There was a buzz in my head, a persistent, but dull vibration behind my eyes. I had an overwhelming urge to defend myself against the accusation, but when I went to open my mouth, the words died on my tongue, the stunning realisation that I couldn’t disagree.

Wordlessly, I sat back down at the counter, looking up at Becka, seeing the way she’d wrapped her arms around herself, as if expecting me to lash out, but all the energy had been sapped out of me.

After several moments, Becka sighed and moved back over to the counter, leaning her elbows on it.

“Look, I’m not telling you to break up with him.” It sounded very much like she was suggesting it though.

“I just need you to understand that you’re just as important as him. Your life matters. What you need matters.” She reached across the counter and clasped my hand, squeezing it tightly.

“I do hear you, and I won’t sit here and pretend like I don’t know what you’re talking about.

” I chewed on my lip, trying to think about what I was trying to say.

“Perhaps I’ve been going about this the wrong way.

I’ve been so preoccupied with trying to fit myself around his life, that maybe I have made that my priority.

“I don’t know what I’m doing,” I laughed, but there was no humour to it.

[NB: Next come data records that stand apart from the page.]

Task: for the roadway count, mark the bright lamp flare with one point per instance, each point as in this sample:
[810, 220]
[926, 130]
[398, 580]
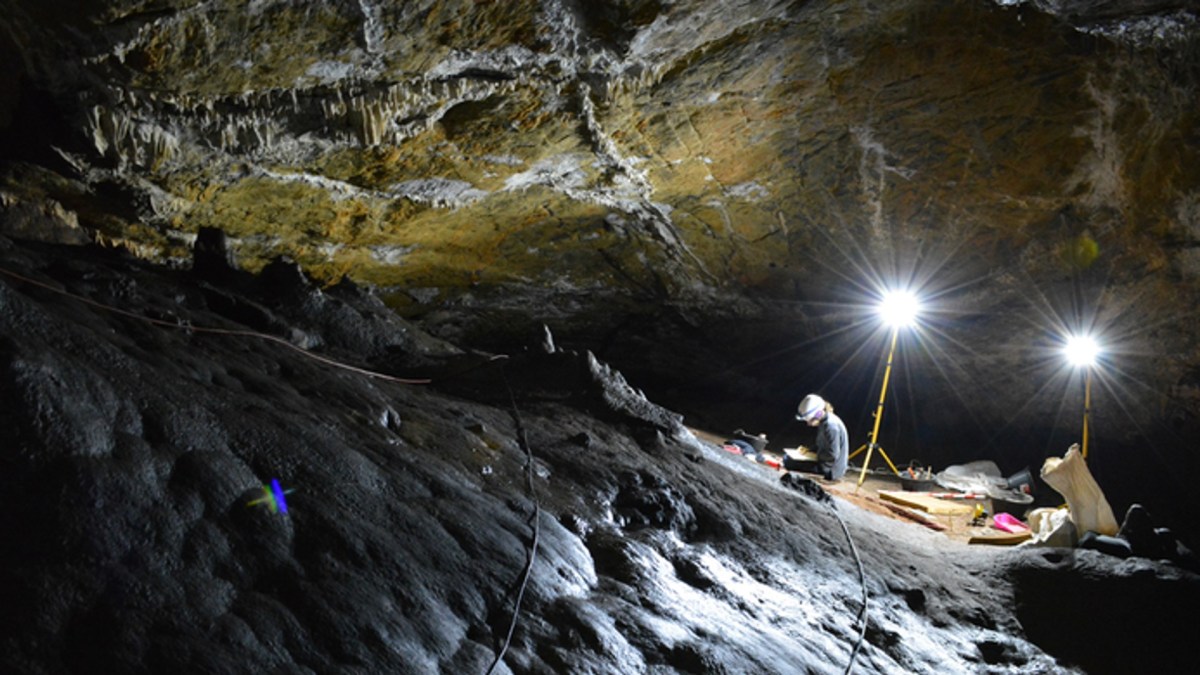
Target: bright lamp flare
[1081, 350]
[899, 309]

“I don’t know when it stopped being about us, and started being about him and the group, but sometimes I don’t feel any different than those hardcore fans that spend their entire lives following their every movement.”

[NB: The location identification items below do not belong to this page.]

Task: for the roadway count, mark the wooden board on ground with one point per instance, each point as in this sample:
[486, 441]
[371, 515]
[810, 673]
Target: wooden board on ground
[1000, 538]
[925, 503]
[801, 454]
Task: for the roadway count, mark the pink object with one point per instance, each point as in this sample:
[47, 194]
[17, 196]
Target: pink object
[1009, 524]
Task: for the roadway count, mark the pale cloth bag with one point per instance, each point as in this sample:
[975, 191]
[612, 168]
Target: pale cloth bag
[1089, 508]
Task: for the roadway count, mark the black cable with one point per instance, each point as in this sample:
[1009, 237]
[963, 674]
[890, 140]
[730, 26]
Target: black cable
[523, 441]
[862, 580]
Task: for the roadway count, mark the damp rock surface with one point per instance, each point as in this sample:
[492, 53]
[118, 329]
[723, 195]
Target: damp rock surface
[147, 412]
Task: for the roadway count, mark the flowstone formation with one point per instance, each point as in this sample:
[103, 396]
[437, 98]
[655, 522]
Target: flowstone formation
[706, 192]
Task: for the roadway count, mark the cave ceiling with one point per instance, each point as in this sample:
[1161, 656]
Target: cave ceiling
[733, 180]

Becka nodded along, her face more open and expressive now. I could see I was starting to make sense to her again. The funny thing was, the more I said, the more it was making sense to me as well.

“When we’re together, and it’s not about the band or their schedules, it’s good. It makes sense.”

Becka hummed, looking away as she tapped her fingers on the counter-top, agitation clear in the sharp staccato of her fingernails on the stone top.

“The thing is, babes,” she eventually said, “you’re hardly together. No, listen,” she grabs at my hand as I’d been about to pull away.

“Listen to me, I’m not criticising you. You need to hear this, because it’s the truth. You are hardly together. You barely know each other, even you must agree that’s true.”

I didn’t disagree, if anything .

“What’s the end goal here? You’re here, he’s there. He can’t openly be with you, or if he does ? let’s say that happens ? are you prepared to deal with what that looks like?”

The truth was, I didn’t have an answer. I’d seen the fallout from when two idols were found out to be dating, and it often wasn’t pretty, to say nothing of someone… ordinary.

“I don’t know,” I answered honestly. “I don’t have answers, or a plan. All I know is how much I feel for him, and even that scares me, because it feels too much. I know this isn’t normal, I know that. I know I don’t fit into his world, but I also know I don’t want to not try to make this work.”

Becka hung her head, her shoulders slumped forward as she took several deep breaths.

“I get it, babes, I do. And I’m not going to try and persuade you otherwise. But this isn’t healthy. If you’re gonna be in this, you need to remember yourself and put her first. Let Jihoon worry about Jihoon. Be his girlfriend, not his groupie.”

I nodded, silence falling between us for so long I began to hear street noises drifting up from below.

“Couldn’t this have waited until after breakfast?” I quirked a smile, a peace-offering.

“No.” Becka straightened and took my bowl over to the sink, the contents now a mushy mess. “The exhibition is at noon and you weren’t paying attention to me.”

I snorted. “I’ll go have a shower then.”

Over the next week, I was more intentional with the way I interacted with GVibes.

I completely stopped looking at the fan groups, turned off notifications and muted them.

I made sure to be more present at work, even when it was just grunt work.

Becka had been right about this, at least. I had chosen this life, this side-step to a future I hadn’t mapped out yet. I couldn’t waste it.

I still spoke to Jihoon when I could, evenings or mornings, but I now made sure to talk to him about things outside of his group activities.

I tried to share more about myself, my hobbies, my opinions, even if it was only on stupid crap like what TV shows should never have been cancelled (Firefly), or what vegetable was objectively the worst (the radish).